Government in Opposition: What Happens if McCain Sweeps Obama, Part I

Government in Opposition: What Happens if McCain Sweeps Obama, Part I

Imagine it is Wednesday morning, November 5, 2008, the morning after the American presidential election. After months of attacks on the Democratic Presidential nominee, Barack Obama, for being weak on terrorism, Republican Presidential nominee John McCain has not only won the presidential election, but against all odds the Republican Party has taken control of the House of Representatives and the Senate. The Democratic Party is the minority now in both houses of the legislative branch, as well as in the executive branch. But imagine if, by constitutional or statutory command, or by an essentially obligatory tradition, Joseph Biden still remains Chairman of the Senate Foreign Relations Committee; Patrick Leahy becomes Attorney General of the United States in the McCain Administration; and Ted Kennedy takes control of Health and Human Services (HHS).
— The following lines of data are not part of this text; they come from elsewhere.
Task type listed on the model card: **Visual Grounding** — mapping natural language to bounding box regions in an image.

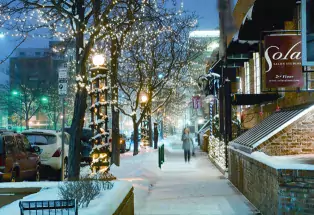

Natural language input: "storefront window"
[253,52,261,94]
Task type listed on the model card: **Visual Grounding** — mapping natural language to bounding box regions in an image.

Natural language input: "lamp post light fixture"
[11,90,23,132]
[88,54,110,172]
[140,92,149,146]
[92,54,105,67]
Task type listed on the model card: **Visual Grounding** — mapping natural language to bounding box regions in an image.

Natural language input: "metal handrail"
[19,199,78,215]
[158,144,165,168]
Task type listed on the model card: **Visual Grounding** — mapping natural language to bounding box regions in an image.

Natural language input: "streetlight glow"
[12,90,19,96]
[93,54,105,67]
[141,95,148,102]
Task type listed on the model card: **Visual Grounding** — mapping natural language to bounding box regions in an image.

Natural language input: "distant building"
[8,41,73,128]
[9,42,66,89]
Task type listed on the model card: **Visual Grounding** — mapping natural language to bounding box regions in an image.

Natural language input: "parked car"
[64,127,93,164]
[0,131,41,182]
[22,129,70,179]
[119,134,130,153]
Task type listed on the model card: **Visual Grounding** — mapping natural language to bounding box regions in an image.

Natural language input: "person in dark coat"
[154,122,158,149]
[181,128,194,162]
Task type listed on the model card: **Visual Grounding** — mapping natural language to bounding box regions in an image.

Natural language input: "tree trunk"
[132,118,138,156]
[68,88,87,181]
[68,0,87,181]
[25,112,29,130]
[147,110,153,147]
[110,38,120,166]
[160,115,164,139]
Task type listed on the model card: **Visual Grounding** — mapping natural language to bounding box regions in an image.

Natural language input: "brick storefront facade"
[229,147,314,215]
[256,111,314,156]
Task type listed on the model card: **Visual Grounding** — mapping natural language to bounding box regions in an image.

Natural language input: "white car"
[22,129,70,178]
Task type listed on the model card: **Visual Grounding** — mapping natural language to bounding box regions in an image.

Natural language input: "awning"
[231,93,280,105]
[239,0,299,40]
[198,120,211,133]
[227,32,259,56]
[230,106,314,153]
[208,59,222,75]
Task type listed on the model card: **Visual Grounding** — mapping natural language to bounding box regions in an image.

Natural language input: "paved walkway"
[112,137,254,215]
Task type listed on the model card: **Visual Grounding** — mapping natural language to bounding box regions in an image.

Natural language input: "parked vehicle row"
[22,129,70,179]
[0,128,131,182]
[0,130,41,182]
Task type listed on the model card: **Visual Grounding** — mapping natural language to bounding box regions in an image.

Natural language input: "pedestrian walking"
[181,128,194,162]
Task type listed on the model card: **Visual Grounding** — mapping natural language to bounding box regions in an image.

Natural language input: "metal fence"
[158,144,165,168]
[19,200,78,215]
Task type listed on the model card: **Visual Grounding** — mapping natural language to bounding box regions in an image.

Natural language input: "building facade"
[201,0,314,214]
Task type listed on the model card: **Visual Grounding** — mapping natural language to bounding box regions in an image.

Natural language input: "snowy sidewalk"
[111,137,253,215]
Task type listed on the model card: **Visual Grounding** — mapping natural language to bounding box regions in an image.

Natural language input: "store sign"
[264,35,304,88]
[192,96,202,109]
[302,0,314,66]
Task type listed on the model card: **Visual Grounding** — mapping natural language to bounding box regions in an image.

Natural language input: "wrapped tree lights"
[140,92,149,146]
[89,55,110,173]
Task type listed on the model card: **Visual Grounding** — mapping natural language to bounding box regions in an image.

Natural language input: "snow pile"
[230,146,314,170]
[0,181,132,215]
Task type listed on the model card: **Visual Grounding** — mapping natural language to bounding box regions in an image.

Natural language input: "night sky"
[0,0,236,83]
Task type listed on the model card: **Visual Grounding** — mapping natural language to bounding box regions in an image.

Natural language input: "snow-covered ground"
[0,181,132,215]
[111,137,253,215]
[230,146,314,170]
[0,136,254,215]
Sound crazy? Well, what might sound crazy to you is one of the most significant constitutional developments around the world in the past forty or so years, what I call “government in opposition”—-providing losing political parties the right to govern, the right to exercise majority, coercive power. From Britain to Canada to Colombia to Germany to South Africa, this new way of imagining separation of powers has been one of the most notable innovations in recent constitutional design. In my next series of posts, I will talk about this constitutional idea, which is also the focus of my latest article.
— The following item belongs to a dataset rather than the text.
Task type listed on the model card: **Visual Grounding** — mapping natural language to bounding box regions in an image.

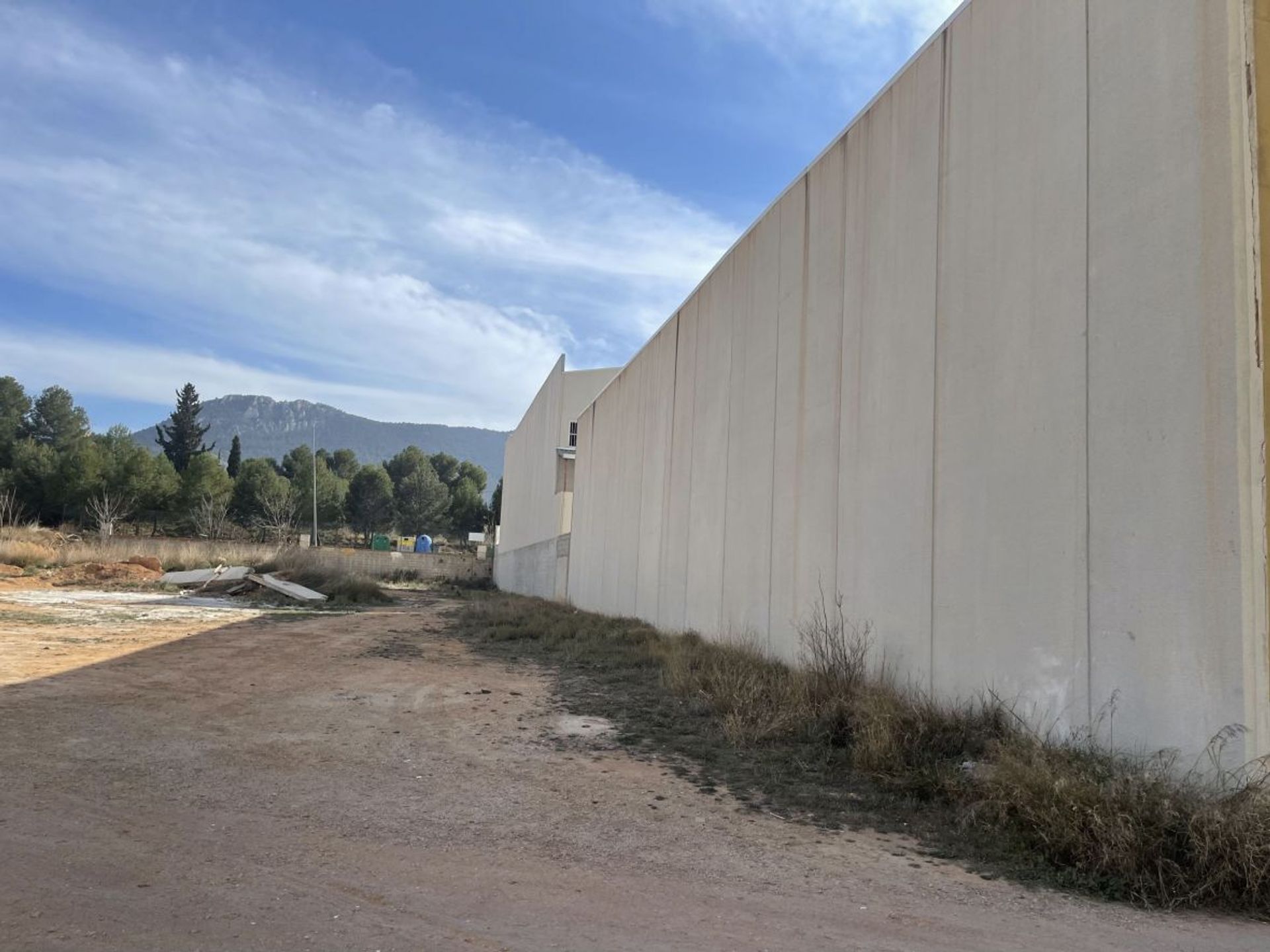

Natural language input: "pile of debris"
[159,565,326,602]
In my first post, I want to discuss how we currently divide up power among political winners and political losers, so that we can see how government in opposition differs from those regimes and how it creates a new separation of powers technology.

One thing separation of powers does sometimes is divide up political winners, those political entities which have won a democratic election. In presidential democracies, we divide up winners among the branches of government. The winner of one type of election (for the executive branch) controls the executive branch, and the winner of another type of election (for the legislative branch) controls the legislative branch. Sometimes, one party can win both elections and can control both branches; or, as in the United States right now, the winners of the last election for the executive branch might differ from the winners of the last election for the legislative branch. In addition to dividing up winners among the branches of government, we can divide up winners among the levels of government—-this is federalism. George Bush might have won the election in 2004, but Deval Patrick won the election to run Massachusetts in 2006. In the past century, particularly in the past generation, winners might even battle over authority within a branch and level of government-—what is commonly called “semi-presidentialism,” as is seen most notably in France. The President is popularly and directly elected, but the Prime Minister is appointed by the winning legislative majority.
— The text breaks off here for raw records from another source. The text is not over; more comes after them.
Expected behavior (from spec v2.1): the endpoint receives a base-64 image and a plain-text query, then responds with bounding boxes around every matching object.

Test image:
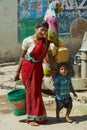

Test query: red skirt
[21,59,47,123]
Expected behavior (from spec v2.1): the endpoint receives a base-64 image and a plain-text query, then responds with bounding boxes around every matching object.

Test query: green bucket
[7,88,26,116]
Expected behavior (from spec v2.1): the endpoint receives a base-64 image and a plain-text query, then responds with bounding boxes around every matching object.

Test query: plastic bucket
[7,88,26,116]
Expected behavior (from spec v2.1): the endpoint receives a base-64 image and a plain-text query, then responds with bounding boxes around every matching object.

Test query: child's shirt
[53,74,74,100]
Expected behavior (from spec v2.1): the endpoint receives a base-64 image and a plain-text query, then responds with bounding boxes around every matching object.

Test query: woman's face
[59,66,68,77]
[36,27,48,38]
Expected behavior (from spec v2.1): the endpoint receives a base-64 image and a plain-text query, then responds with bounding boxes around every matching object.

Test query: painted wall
[0,0,21,63]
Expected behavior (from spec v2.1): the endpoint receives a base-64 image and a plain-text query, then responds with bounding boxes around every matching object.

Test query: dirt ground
[0,89,87,130]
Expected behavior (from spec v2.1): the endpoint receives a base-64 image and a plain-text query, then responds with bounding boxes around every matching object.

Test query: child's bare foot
[56,117,62,122]
[66,116,73,123]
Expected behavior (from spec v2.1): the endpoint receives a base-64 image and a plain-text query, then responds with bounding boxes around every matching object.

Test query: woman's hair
[58,62,69,70]
[35,20,49,29]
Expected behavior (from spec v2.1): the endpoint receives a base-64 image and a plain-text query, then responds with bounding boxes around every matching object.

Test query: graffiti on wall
[18,0,87,42]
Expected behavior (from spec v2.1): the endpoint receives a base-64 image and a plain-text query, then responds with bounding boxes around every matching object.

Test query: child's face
[59,66,68,77]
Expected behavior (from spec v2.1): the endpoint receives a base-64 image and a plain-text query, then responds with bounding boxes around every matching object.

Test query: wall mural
[18,0,87,43]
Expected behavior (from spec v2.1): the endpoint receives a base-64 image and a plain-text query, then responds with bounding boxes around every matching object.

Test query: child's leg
[56,110,60,118]
[65,108,72,123]
[65,97,72,123]
[56,99,63,122]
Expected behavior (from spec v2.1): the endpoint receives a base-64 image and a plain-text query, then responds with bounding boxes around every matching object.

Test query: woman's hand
[13,71,20,81]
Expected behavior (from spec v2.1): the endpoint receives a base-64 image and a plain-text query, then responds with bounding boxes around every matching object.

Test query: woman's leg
[65,108,72,123]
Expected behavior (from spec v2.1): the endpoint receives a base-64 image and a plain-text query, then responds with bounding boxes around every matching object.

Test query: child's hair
[35,20,49,29]
[57,62,69,70]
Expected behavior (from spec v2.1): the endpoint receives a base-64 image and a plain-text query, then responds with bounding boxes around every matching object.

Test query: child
[53,62,77,123]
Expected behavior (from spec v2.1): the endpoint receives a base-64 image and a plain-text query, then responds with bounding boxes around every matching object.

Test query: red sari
[21,38,49,123]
These constitutional designs are all part of one version or idea of separation of powers: winners competing against each other, whether it be among the branches of government, among the levels of government, or even within the same branch and level of government.

Sometimes, entities that are neither winners nor losers might be given power to constrain other actors. This is what civil service bureaucracies are, and in some countries such bureaucracies even exercise quasi-judicial review powers or direct power to legislate and govern (courts do not really count as pure bureaucracies in this sense; they are not directly either winners or losers, but they are appointed in many countries by winners).

But what about losers, groups that lose elections? Well, one thing that constitutions and statutes do is give them power-—but as losers. They have the right to dissent (for instance, in the United States losers have this right to dissent protected by the First Amendment), the right to filibuster in the Senate, and so on. These are formally protected powers, but powers to check winners by being losers.